The Lobster Ponderosa

Lobstermen call them "bugs of the ocean," and as arthropods -- jointed creatures with exoskeletons -- lobsters are related to insects. Clumsy on land and sluggish in tanks, they don't seem particularly capable. But venture down 20 feet below the surface of the ocean with zoology graduate student Darren Scopel, and the tables are turned. Encumbered by 100 pounds of diving equipment, Scopel moves slowly. He can hear only the rhythmic rush of exhaled bubbles, can see little beyond 10 feet away, and often has to use a compass to figure out which way is which.

The lobsters, on the other hand, dance like marionettes on strings, waltzing about on their many tiptoes. Acutely aware of their environment, a group of them sense Scopel's presence and turn toward him. One lobster marches up to Scopel's video camera, and lifting its heavy claws, raps twice on the camera housing.

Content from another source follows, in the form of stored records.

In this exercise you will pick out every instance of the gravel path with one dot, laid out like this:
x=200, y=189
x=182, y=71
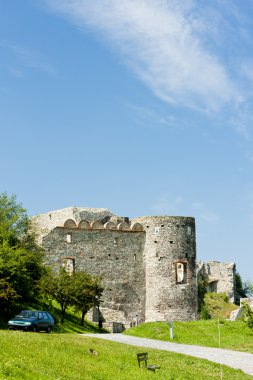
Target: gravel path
x=233, y=359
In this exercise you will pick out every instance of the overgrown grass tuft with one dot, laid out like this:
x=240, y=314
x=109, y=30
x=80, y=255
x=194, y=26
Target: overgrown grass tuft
x=234, y=335
x=42, y=356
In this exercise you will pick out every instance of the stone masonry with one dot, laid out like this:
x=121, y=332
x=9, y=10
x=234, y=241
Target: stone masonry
x=148, y=265
x=220, y=277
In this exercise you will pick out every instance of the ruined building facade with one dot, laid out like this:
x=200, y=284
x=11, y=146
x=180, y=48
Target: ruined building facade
x=219, y=277
x=148, y=265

Watson, who also studies the lowly sea slug, believes we underestimate many species, and he has been first to demonstrate some of the lobster's abilities. He is known for being a prankster, and some of the experiments and gadgets he's rigged up with the help of duct tape and Superglue almost sound like practical jokes. He devised a mini-treadmill to study lobster locomotion, for example, and a lobster heart monitor. It's not a lobster stress test, but a way of identifying some of the things, like a change in water temperature or salinity, that are so exciting or alarming to a lobster that its heart stops beating momentarily. His latest improbable-sounding experiment has two of his students, master's candidate Heidi Pye and Ben Winslow '04, spending hours every month holding lobsters at a lobster pound to try to figure out why roughly one out of every 10 lobsters will buzz when handled. Pye has also used the heart monitor to discover that a lobster's heart will skip a beat when it hears the sound of a tankmate buzzing.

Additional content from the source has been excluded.